I do think it’s very sad that we even have to consider turning schools into panopticons.
Jeremy Bentham, the British philosopher and social reformer, published his plan for the Panopticon penitentiary in 1791. Essentially, it was for a building on a semi-circular pattern with an ‘inspection lodge’ at the centre and cells around the perimeter. Prisoners, who in the original plan would be in individual cells, were open to the gaze of the guards, or ‘inspectors’, but the same was not true of the view the other way. By a carefully contrived system of lighting and the use of wooden blinds, officials would be invisible to the inmates. Control was to be maintained by the constant sense that prisoners were watched by unseen eyes…..

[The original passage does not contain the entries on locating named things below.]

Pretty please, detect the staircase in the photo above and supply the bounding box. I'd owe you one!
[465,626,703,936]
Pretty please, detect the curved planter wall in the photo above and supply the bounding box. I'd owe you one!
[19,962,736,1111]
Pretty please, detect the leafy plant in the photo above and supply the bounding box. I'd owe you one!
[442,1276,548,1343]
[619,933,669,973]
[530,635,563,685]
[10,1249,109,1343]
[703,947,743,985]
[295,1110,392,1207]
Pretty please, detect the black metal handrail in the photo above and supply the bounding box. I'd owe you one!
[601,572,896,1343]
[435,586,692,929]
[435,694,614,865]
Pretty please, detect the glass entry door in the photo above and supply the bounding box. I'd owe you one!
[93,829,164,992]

Beyond the metaphor, a model of power also lies in the concept of the panoptic, and it takes us well beyond the Orwellian jackboots and torture, or even the rats. The normalizing discipline, the exaggerated visibility of the subject, the unverifiability of observation, the subject as bearer of surveillance, the quest for factual certainty – all are important aspects of the panoptic as model of power. The question is, to what extent are all these necessarily present in each context? Sociologically, is electronic surveillance panoptic power?” (Lyon, “From Big Brother to Electronic Panopticon.”)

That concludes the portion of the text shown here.